Boule: TSV Ringheim Doppelmeister!

Manchmal fragt man sich wirklich, warum man sich das freiwillig antut. Man könnte auch
gemütlich daheim auf der Terrasse liegen und die Wolken zählen. Aber nein, die Menschen –
vor allem die Männer – müssen sich ständig messen und beweisen, was für tolle Hechte sie
sind. Und wenn’s nur darum geht, beim Fußball das Runde ins Eckige zu schweißen oder
eben beim Boule seine Kugel näher an der Zielkugel zu platzieren als der Gegner. Aber so
ist das eben.
Wie erwartet kam es am letzten Spieltag in Würzburg zum alles entscheidenden Duell
zwischen uns, dem als Aufsteiger überraschenden und ungeschlagenen Tabellenführer der
Bezirksoberliga TSV Ringheim und dem Zweiten, dem SV Schnackenwerth mit nur einer
Niederlage. Wir wussten, dass wir gegen unseren ersten Gegner, nämlich gegen Würzburg,
ruhig verlieren konnten. Das würde keine Rolle spielen. Nur der letzte Gegner, eben
Schnackenwerth, musste irgendwie niedergerungen werden.
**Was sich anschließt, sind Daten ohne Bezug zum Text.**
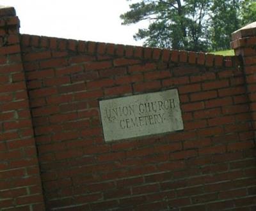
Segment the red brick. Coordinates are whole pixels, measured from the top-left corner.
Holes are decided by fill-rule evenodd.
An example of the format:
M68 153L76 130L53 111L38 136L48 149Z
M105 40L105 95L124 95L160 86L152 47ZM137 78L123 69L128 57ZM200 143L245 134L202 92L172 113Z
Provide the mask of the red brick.
M157 68L155 63L146 63L145 64L138 64L131 66L128 68L129 73L132 73L133 72L140 71L148 71L151 70L156 70Z
M179 61L179 50L171 50L171 61L173 62Z
M205 62L205 54L204 53L199 53L197 55L197 64L204 65Z
M226 147L225 145L216 145L199 149L199 155L207 155L212 154L223 154L226 152Z
M134 84L133 88L135 92L142 92L149 90L158 89L161 88L160 81L153 81L143 82L140 84Z
M88 52L90 54L94 54L96 50L96 43L92 41L88 41L87 43Z
M216 89L229 86L229 82L227 80L220 80L212 82L205 82L202 84L204 90Z
M114 60L114 66L126 66L126 65L132 65L140 63L140 60L138 59L116 59Z
M50 60L43 61L40 62L41 68L59 68L67 66L67 61L65 59L52 59Z
M86 87L88 89L108 87L111 87L113 85L115 85L115 81L111 78L94 80L86 83Z
M195 92L200 91L201 91L201 85L200 84L186 85L179 87L179 92L180 94Z
M164 62L168 62L170 59L170 52L169 50L163 49L162 52L162 60Z
M124 94L126 93L131 93L132 92L132 87L130 85L124 85L118 87L104 89L105 95L116 95Z
M202 92L198 93L193 93L190 94L190 99L191 101L205 100L216 98L217 98L217 92L215 91Z
M36 89L29 91L29 96L31 98L42 98L57 94L57 90L54 87Z
M188 103L181 106L182 110L184 112L202 110L205 108L204 102Z
M228 152L243 150L247 149L254 147L254 143L252 141L230 143L228 145L227 150Z
M189 52L188 55L188 62L190 64L196 64L197 54L196 52Z
M198 131L198 135L200 136L209 136L220 135L223 133L223 129L220 127L208 127L202 129Z
M111 66L112 63L111 61L100 61L84 64L84 69L86 71L109 68Z
M23 55L22 59L24 61L31 61L35 60L42 60L51 58L50 51L43 51L38 52L28 53Z
M115 45L108 43L107 44L107 54L113 55L115 53Z
M97 90L76 93L74 99L75 100L84 100L84 99L98 98L102 96L103 96L103 92L101 90Z
M180 62L188 62L188 52L181 50L179 52L179 55L180 55Z
M186 130L195 129L198 128L205 127L207 126L207 121L204 120L186 122L184 128Z
M0 49L0 55L6 55L20 52L19 45L1 47Z
M216 117L208 120L209 126L215 126L226 124L235 123L235 117L234 116L225 116Z
M10 64L6 66L0 66L0 72L3 73L10 73L12 72L21 72L23 70L22 64Z
M218 98L216 99L211 99L208 101L205 101L205 108L214 108L214 107L221 107L226 105L232 104L232 100L230 97L225 98Z
M173 152L170 154L172 160L188 159L197 156L197 152L195 150L187 150L179 152Z

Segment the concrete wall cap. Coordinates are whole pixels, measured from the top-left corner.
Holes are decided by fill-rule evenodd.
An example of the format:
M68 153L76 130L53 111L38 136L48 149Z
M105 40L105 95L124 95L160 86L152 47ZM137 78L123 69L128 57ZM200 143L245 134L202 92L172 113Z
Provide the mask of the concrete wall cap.
M256 36L256 22L253 22L243 27L234 31L232 33L232 40L236 40L237 39L255 36Z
Prompt verlieren wir 2 : 3 gegen Würzburg. Macht nix! Schlimm ist nur, wie schwach wir
heute spielen. So wird das nichts. Zumal die Schnackenwerther ihren Gegner aus
Mechenhard mit 5 : 0 geradezu vom Platz gefegt haben. Die sind auf den Punkt fit. Aber wer
weiß? Vielleicht finden wir nach der Mittagspause ja endlich zu unserer Normalform?
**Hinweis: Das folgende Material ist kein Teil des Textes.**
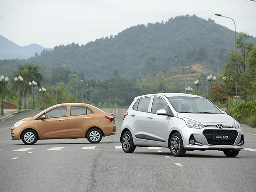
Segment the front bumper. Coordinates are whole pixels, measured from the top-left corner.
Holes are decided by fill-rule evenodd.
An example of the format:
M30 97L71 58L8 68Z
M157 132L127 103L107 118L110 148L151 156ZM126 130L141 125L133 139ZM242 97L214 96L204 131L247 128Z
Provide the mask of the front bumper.
M232 144L210 144L206 136L203 134L203 132L206 130L214 130L217 131L221 130L235 130L237 132L238 134L236 138L235 137L234 142ZM239 146L237 145L238 144L241 140L242 136L243 136L243 132L241 129L236 129L235 128L224 128L223 129L219 129L216 127L204 127L201 129L196 129L190 128L187 126L181 129L181 134L183 140L184 147L189 150L241 150L244 148L244 141L243 144ZM202 144L202 145L198 145L196 144L192 144L189 143L190 138L191 135L193 135L194 138L196 142ZM233 136L234 137L234 136ZM209 140L208 140L209 141ZM210 141L209 141L210 142Z

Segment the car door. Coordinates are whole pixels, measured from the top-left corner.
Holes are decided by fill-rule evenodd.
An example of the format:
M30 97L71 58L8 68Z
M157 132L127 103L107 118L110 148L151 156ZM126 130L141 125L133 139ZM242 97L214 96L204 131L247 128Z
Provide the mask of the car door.
M146 118L152 97L141 98L135 103L131 112L130 123L135 139L145 142L146 135Z
M39 120L39 129L43 138L67 136L67 106L57 107L45 113L46 118Z
M170 114L170 109L165 101L158 96L154 97L151 108L151 113L148 114L146 118L146 139L148 142L165 143L167 139L168 125L171 117L167 115L158 115L156 112L159 109L165 109Z
M85 134L95 115L92 110L85 106L70 106L70 114L68 118L68 135Z

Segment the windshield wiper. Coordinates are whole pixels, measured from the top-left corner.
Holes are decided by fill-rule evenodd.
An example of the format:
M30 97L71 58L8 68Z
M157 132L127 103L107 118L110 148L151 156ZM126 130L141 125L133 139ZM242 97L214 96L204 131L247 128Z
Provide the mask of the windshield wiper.
M211 113L210 112L207 112L206 111L205 112L198 112L198 113L208 113L208 114L215 114L214 113Z

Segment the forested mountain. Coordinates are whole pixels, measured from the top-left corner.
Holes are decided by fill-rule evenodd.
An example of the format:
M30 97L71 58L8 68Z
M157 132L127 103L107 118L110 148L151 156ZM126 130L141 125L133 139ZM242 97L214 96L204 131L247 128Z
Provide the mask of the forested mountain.
M36 52L50 49L35 44L22 47L0 35L0 59L27 59Z
M64 64L70 71L82 72L86 79L102 79L114 74L125 78L154 76L183 64L184 60L174 55L185 57L187 66L207 63L209 69L216 68L218 60L222 69L227 54L234 47L234 31L213 20L187 15L165 22L132 26L85 45L56 46L28 61L42 66L45 78L52 76L53 68ZM256 38L251 37L249 40L256 44ZM0 68L6 68L7 62L0 62ZM180 71L182 74L182 68Z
Vielleicht verliert die gegnerische Mannschaft aus irgendeinem Grund den Faden? Vielleicht
haben auch sie Angst vor dem letzten Duell? Nach den ersten beiden Spielen (Triplettes)
steht es 1 : 1. Immerhin, wir haben schon mal einen Punkt! Geht doch! Jetzt kommt es
darauf an, von den drei ausstehenden Doublettes zwei zu gewinnen.
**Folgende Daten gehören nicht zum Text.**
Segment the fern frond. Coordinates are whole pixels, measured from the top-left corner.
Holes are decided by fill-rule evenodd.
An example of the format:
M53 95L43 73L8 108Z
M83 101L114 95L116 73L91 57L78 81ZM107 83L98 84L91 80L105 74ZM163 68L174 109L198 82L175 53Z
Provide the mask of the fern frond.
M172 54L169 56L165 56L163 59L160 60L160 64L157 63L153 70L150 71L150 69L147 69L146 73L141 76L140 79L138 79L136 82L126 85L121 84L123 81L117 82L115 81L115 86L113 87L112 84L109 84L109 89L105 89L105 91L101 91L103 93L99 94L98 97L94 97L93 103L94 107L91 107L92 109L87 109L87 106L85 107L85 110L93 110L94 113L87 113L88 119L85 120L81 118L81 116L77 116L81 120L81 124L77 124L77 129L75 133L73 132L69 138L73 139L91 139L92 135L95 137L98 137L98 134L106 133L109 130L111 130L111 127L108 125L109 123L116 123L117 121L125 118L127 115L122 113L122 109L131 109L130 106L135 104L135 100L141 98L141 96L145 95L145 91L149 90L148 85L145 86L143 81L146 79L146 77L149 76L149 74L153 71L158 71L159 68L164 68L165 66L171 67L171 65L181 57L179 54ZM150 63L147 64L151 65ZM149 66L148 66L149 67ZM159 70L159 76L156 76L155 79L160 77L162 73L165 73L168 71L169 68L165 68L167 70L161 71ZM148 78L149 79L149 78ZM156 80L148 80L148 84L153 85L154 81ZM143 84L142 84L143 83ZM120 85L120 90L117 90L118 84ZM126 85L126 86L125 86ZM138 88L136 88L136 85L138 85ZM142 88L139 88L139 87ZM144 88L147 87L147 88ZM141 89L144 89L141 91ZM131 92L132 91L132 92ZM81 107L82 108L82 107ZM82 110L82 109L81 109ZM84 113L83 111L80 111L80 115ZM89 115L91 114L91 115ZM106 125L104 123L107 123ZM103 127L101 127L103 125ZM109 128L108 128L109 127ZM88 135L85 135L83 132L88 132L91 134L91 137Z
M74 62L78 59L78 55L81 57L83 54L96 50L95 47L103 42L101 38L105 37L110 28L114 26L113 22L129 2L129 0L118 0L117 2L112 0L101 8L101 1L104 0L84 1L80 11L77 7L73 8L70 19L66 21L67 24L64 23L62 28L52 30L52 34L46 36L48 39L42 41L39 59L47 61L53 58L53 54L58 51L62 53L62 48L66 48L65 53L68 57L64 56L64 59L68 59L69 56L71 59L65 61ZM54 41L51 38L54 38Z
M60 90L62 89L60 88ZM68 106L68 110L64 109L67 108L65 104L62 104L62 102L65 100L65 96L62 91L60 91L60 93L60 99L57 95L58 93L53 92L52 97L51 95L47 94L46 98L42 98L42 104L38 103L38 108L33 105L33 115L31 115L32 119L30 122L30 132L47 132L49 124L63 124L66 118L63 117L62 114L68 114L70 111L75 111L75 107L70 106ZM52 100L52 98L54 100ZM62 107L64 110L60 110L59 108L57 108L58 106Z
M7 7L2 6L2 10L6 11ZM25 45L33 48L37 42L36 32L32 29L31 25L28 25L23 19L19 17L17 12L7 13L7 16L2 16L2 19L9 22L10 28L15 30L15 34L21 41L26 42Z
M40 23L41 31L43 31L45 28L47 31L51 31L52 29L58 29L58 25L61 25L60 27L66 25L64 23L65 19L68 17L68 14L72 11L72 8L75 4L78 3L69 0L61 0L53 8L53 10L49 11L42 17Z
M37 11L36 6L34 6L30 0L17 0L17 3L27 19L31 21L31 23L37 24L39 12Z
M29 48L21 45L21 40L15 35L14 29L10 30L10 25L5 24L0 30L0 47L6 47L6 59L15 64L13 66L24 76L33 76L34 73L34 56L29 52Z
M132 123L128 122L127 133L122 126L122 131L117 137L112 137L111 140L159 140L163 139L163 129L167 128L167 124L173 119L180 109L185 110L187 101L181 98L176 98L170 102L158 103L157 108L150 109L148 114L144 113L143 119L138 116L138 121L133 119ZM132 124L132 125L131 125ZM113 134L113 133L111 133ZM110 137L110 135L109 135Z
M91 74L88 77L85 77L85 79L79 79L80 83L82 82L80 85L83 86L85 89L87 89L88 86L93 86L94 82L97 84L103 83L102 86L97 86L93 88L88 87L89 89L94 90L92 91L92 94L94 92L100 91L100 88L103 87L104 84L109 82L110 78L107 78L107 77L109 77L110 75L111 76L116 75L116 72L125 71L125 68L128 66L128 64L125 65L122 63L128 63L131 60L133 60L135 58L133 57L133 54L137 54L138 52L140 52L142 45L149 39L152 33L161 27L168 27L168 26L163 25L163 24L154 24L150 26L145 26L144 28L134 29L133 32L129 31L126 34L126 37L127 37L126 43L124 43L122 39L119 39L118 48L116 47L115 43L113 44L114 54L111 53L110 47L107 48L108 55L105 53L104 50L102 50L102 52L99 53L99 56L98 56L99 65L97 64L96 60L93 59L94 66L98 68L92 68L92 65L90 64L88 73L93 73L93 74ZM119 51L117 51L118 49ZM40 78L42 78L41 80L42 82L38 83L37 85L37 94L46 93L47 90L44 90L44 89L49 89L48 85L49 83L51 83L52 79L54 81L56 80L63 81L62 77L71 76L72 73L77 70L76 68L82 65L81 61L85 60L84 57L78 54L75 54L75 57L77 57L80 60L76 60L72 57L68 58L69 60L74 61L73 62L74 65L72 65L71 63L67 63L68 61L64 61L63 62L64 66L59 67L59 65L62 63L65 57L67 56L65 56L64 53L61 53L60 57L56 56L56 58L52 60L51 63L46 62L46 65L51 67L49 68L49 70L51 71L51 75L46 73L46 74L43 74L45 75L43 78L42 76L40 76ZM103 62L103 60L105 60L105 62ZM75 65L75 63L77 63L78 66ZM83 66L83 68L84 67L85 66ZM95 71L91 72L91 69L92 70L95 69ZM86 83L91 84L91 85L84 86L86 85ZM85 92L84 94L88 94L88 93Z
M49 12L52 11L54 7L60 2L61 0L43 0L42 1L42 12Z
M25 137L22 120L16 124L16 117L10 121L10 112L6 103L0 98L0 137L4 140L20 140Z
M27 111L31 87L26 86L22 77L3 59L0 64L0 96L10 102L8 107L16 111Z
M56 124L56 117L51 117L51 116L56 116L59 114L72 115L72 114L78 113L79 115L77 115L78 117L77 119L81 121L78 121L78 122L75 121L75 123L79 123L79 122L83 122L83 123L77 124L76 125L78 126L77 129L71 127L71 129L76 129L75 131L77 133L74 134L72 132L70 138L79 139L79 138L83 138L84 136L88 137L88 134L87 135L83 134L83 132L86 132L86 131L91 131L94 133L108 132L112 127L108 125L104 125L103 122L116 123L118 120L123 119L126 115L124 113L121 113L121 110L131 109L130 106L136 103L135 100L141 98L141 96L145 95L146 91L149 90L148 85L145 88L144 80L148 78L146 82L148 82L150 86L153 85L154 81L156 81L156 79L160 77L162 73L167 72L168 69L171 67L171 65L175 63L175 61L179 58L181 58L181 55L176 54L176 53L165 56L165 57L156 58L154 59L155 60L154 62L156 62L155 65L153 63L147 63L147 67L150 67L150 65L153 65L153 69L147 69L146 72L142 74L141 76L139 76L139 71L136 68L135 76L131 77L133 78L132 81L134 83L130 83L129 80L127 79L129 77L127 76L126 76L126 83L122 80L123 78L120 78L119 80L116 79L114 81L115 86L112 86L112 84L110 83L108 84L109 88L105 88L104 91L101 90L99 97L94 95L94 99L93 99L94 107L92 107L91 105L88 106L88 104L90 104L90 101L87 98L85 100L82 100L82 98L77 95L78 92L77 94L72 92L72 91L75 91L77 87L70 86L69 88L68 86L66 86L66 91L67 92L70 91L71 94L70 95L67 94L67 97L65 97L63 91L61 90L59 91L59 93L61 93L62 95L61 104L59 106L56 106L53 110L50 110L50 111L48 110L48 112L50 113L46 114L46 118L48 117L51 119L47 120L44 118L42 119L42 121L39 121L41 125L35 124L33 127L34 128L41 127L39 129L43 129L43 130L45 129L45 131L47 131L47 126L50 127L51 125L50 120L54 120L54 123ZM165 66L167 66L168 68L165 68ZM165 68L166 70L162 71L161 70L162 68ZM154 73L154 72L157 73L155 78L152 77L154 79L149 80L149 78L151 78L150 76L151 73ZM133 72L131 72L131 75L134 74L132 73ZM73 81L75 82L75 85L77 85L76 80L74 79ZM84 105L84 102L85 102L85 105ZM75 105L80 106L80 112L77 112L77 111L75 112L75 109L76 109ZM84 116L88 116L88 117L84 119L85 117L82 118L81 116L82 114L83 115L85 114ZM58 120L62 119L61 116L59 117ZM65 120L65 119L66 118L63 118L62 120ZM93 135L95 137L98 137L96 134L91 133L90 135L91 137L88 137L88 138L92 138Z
Eines verloren, eines gewonnen. Zwischenergebnis 2 : 2. Das dritte Doublette, das
entscheidende, nimmt einen dramatischen Verlauf. Trotz einer zwischenzeitlich
beruhigenden 9 : 3 – Führung fangen die Nerven an zu flattern, die Kugeln machen nicht
mehr, was sie sollen, und der Gegner zieht mit 12 : 11 an uns vorbei. Doch irgendwie
schaffen wir in der folgenden Aufnahme den Ausgleich. 12 : 12! Der nächste Punkt wird
entscheiden!
Die Sonne brennt unbarmherzig. Immer mehr neugierige Zuschauer haben sich an den
Seiten aufgestellt, um den Showdown mitzuerleben. Das Spiel wogt hin und her. Matthias
hat Nerven wie Drahtseile und schickt zwei gegnerische Kugeln ins Nirwana. Bravo! Doch
der Gegner erobert den Punkt zurück. Jetzt muss auch der Leger, muss auch ich mit meinen
übrigen zwei Kugeln liefern und die einzige Lücke finden, die in Richtung Zielkugel noch
offen steht. Die erste Kugel läuft nach rechts weg. Mann, reiß dich zusammen! Ein Versuch
noch! Die Tür steht offen! Es gelingt! Wenige Zentimeter vor dem Schweinchen bleibt meine
Kugel liegen. Punkt wieder bei uns! Und nur noch eine Kugel! Der Gegner, ein ziemlich
sicherer Schießer hat deren noch zwei! Trifft er, hat er das Spiel wieder gedreht, muss
Matthias mit der letzten Kugel irgendeine Lösung finden. Ich habe fertig. Wegschauen!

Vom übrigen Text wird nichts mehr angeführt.